I am a huge baseball fan. It is, by far and away, my favorite sport. On some nights, I’ll watch an East Coast game followed by a West Coast game on MLBtv (which, by the way, is incredible. No, I do not work for them). I also listen to baseball podcasts: one on the way to work and one on the way back. In short, I’m a bit fanatical about the sport. While I was listening to one of these podcasts the other day, I heard the host and his guest talking about regression towards the mean. At first, they were doing it in the way that pretty much everyone else does: “Player A is really hot right now, and is playing way over his head. We’re bound to see some regression towards the mean.” This is not wrong, per se, and I’ll get to more on that in a bit. Here’s what you never hear: “Player A is really underperforming right now, hitting way below his historical average.
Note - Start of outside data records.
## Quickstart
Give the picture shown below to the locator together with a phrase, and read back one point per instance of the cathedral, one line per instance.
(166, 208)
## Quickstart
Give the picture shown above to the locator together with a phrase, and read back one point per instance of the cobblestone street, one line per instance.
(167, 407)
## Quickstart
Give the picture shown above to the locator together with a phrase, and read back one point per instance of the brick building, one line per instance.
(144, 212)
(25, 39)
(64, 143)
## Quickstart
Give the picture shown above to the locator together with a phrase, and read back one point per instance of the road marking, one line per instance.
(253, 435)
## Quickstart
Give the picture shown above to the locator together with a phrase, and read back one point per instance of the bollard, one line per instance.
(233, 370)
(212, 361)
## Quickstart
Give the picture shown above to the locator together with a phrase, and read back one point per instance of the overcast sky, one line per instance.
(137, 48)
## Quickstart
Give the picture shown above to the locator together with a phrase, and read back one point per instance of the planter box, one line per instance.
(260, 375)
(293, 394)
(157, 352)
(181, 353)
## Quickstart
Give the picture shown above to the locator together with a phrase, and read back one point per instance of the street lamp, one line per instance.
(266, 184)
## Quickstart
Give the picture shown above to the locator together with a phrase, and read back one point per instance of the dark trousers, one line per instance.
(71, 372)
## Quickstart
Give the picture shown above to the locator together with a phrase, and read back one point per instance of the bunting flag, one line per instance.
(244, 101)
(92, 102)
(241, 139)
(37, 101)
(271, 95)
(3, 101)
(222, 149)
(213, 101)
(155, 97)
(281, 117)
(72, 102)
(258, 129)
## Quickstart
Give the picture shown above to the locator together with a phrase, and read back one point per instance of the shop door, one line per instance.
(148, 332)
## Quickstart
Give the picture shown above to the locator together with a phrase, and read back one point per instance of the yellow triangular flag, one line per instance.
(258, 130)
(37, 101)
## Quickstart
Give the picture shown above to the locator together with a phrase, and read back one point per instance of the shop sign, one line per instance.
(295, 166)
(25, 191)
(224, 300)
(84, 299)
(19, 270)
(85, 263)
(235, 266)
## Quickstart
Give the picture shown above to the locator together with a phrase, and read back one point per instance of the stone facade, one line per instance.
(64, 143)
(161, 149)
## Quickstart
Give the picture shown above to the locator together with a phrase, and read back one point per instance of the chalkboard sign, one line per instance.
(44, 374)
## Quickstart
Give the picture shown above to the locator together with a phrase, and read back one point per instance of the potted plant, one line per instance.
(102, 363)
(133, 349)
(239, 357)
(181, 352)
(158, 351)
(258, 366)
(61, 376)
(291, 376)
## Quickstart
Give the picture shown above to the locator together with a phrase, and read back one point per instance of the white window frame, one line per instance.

We’re bound to see some regression towards the mean.” Why don’t we ever hear that line? Simply put, it is because most people don’t understand the difference between “regression” and “getting worse when you’ve been playing really, really well.”
You might be saying to yourself: “Okay, smart guy, If that’s not regression then what is?”
In a nutshell, regression is using one or more known variables (predictor variables) and their associated values (in addition to error terms) to create an equation that predicts one or more scores on an outcome variable (the criterion variable).
By itself, regression as a standalone term doesn’t actually mean that much. That’s because there are many types of regression, including (but not limited to): multiple, ordinal and binomial logistic regression. Generally speaking, when people talk about “regressing towards the mean” they are (sort of) referring to some form of the general linear model. I won’t go into the finer points of what that is, but what is usually actually happening is that someone is making a mostly heuristic decision about a player’s future performance based on their past and present performance. There is nothing wrong with doing this. Without knowing it, most of us engage in some kind of decision making or evaluation like this, and we do it all the time. It is not correct, though, to call our decisions or predictions about an outcome “regression” when what we’re really talking about is a decrease in performance (or whatever the case is).
I’m just sayin’. Okay, back to baseball.